Se reprochaba todos los días por no tener una miserable pista, una señal, algo que apuntara en alguna dirección cierta y comprobable. Cuanto más tiempo pasara sin resolverse un crimen, menores serían las posibilidades de hacerlo. Eso lo sabían hasta los principiantes. Las pericias en el lugar del crimen no habían dado resultados positivos. La mitad de la ciudad podría haber estado en el sitio, incluída la policía. Por otra parte, la mitad de la ciudad tenía motivos para aborrecer, envidiar, detestar o encontrar francamente antipático a Gaudet.
Lo
cual no justifica el homicidio en ningún caso.
Martello
había conseguido un editor de video y se había entretenido en revisar las
películas del caso de corrupción de menores. Tener razón no le provocó ninguna
satisfacción. Las películas estaban editadas: había cortes y empalmes hechos
por un aficionado, talentoso pero aficionado al fin. La pregunta del millón
era: ¿Gaudet se protegía a sí mismo o estaba cubriendo a alguien más? La
pregunta siguiente era: ¿los videos se habían tomado nada más que por impune
entretenimiento o para usarlos contra alguien?
Un
poco de ambas cosas debe ser lo más probable. Gaudet no parecía ser del tipo
imprevisor.
La probabilidad de saber si Gaudet había hecho el trabajo de edición él mismo o había recurrido a un tercero, era remota pero no cero. Para la época en que se habían hecho las filmaciones, había una sola empresa con la capacidad de editar videos: el canal de cable local. Sería cuestión de conversar un ratito con el propietario de la señal, que también cumplía funciones de editorialista, periodista estrella y camarógrafo en caso de extrema necesidad. Cierto que se podría haber recurrido a editores en otra localidad, pero eso significaba dar a las parrandas una trascendencia peligrosa. Tendría que ir a ver a Lauro González del Río, amo y señor de CableStar, FM 102.7 Romántica, FM 98.4 Testimonios y "Estilo", el mensuario de espectáculos. Todo un zar de los multimedia.
Conocía
a González del Río de vista, por habérselo cruzado en la comisaría y en alguna
ocasión social, y no le caía bien su sonrisita de magnate del espectáculo y su
pretendida seriedad periodística. Martello sospechaba que el doble apellido era
una muestra de arribismo social y suprimió el “del Río” de su vocabulario.
A
Magda tampoco le gustaba el sujeto.
—
Un shofica.
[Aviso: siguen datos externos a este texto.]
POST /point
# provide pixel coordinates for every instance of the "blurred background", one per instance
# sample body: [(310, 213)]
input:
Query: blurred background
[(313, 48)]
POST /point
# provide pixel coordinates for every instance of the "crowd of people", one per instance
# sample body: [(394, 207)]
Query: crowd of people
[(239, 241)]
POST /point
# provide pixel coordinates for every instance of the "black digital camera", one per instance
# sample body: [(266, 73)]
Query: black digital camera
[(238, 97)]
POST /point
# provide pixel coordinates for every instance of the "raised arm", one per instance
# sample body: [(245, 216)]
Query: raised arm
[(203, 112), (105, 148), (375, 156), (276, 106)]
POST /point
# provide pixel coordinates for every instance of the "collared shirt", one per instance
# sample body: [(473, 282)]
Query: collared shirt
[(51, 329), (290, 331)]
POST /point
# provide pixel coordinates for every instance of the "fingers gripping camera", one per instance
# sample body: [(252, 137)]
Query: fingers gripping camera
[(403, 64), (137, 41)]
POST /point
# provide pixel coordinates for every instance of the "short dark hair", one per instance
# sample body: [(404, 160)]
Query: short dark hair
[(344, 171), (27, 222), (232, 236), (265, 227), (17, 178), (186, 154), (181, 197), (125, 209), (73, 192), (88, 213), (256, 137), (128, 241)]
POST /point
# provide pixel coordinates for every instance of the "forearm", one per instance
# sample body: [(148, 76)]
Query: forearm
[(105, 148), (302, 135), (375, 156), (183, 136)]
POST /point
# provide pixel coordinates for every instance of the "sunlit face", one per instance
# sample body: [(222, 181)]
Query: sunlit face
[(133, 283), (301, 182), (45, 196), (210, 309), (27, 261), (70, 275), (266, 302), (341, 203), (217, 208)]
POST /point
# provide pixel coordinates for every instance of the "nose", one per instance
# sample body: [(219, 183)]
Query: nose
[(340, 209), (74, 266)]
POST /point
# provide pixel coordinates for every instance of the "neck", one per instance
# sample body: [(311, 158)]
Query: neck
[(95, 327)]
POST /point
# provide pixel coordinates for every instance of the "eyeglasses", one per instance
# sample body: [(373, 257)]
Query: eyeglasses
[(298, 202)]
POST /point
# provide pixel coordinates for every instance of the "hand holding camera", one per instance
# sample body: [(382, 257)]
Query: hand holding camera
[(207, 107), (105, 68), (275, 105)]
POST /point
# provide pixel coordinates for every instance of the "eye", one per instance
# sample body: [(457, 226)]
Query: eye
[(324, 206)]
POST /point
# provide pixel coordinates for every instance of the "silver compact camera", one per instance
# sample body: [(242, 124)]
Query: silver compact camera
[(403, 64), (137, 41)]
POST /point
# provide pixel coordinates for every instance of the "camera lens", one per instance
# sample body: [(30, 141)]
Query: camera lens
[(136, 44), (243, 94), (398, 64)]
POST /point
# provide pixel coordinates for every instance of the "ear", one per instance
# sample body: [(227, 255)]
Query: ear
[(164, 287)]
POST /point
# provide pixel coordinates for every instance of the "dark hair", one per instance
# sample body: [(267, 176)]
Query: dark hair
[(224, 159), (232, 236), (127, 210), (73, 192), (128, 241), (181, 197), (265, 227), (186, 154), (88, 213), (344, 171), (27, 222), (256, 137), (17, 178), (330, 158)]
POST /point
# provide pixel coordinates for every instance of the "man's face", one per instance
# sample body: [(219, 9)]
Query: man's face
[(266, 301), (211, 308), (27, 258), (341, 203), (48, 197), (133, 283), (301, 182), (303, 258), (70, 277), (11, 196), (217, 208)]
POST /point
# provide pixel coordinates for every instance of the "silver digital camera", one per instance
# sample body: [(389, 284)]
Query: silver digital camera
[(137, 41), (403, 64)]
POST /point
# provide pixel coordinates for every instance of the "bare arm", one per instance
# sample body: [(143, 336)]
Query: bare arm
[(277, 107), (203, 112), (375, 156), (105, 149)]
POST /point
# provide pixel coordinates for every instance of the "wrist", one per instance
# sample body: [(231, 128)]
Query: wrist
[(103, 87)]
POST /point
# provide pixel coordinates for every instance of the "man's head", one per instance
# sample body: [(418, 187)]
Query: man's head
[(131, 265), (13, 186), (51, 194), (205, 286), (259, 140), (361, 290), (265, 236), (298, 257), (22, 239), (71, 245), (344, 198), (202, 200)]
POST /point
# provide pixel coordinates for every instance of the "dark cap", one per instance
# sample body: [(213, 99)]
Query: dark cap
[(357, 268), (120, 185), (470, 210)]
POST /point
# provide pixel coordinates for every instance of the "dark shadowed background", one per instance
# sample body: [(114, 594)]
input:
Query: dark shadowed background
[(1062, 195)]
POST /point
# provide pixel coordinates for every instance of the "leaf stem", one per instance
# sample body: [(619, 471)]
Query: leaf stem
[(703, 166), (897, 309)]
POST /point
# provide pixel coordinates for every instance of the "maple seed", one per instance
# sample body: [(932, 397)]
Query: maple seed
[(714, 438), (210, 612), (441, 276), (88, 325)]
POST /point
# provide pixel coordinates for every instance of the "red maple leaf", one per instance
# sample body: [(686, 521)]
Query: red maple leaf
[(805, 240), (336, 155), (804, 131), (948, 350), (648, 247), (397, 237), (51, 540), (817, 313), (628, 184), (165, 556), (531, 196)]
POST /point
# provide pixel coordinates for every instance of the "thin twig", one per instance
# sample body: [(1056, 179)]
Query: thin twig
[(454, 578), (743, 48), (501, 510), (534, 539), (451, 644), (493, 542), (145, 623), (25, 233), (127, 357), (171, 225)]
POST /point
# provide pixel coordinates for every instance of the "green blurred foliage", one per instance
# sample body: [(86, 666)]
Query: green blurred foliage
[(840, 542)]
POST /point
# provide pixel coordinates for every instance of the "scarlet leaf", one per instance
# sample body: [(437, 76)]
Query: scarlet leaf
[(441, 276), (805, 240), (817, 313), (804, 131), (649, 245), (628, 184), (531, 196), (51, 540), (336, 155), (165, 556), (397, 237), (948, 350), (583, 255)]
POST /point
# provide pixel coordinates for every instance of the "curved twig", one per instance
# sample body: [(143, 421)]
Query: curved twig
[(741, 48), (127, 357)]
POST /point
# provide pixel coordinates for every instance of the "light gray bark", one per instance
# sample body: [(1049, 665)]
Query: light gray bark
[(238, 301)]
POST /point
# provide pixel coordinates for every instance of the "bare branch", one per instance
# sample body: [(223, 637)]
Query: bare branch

Un farabute que vive del garroneo. No recuerdo que haya pagado
alguna vez una comida o un café. Vino a ofrecer canje publicitario y comió y
tomó gratis con sus acólitos durante más de un año. Cuando le mandé la cuenta
porque se habían sobrepasado respecto del canje original, me vino no sé con qué
historia de publicidades adicionales en las FM y en la revista que yo no había
pedido ni visto ni oído, y resultó que yo le debía plata a él. Y ni saluda
cuando te lo cruzás por la calle. Otro de los tantos parvenus de esta ciudad
que se creen con derecho de pernada—, Magda terminó de lapidar al periodista y
Martello tomó nota mental de que el tipo era un bicho de cuidado.
Volvió su atención a cosas menos divertidas. Tampoco Grünebaum aparecía en las películas. Pero los testigos lo habían señalado como uno de los participantes más entusiastas. En la lista que había armado, subrayó los nombres de los que no aparecían en las filmaciones.
¿Qué
hago: les asigno protección? ¿Con qué motivo? ¿Los hago vigilar? Ni soñarlo, ni
siquiera tengo gente para que hagan la guardia en la puerta del banco. Me las
aguanto mientras investigo y rezo para que no liquiden a nadie más.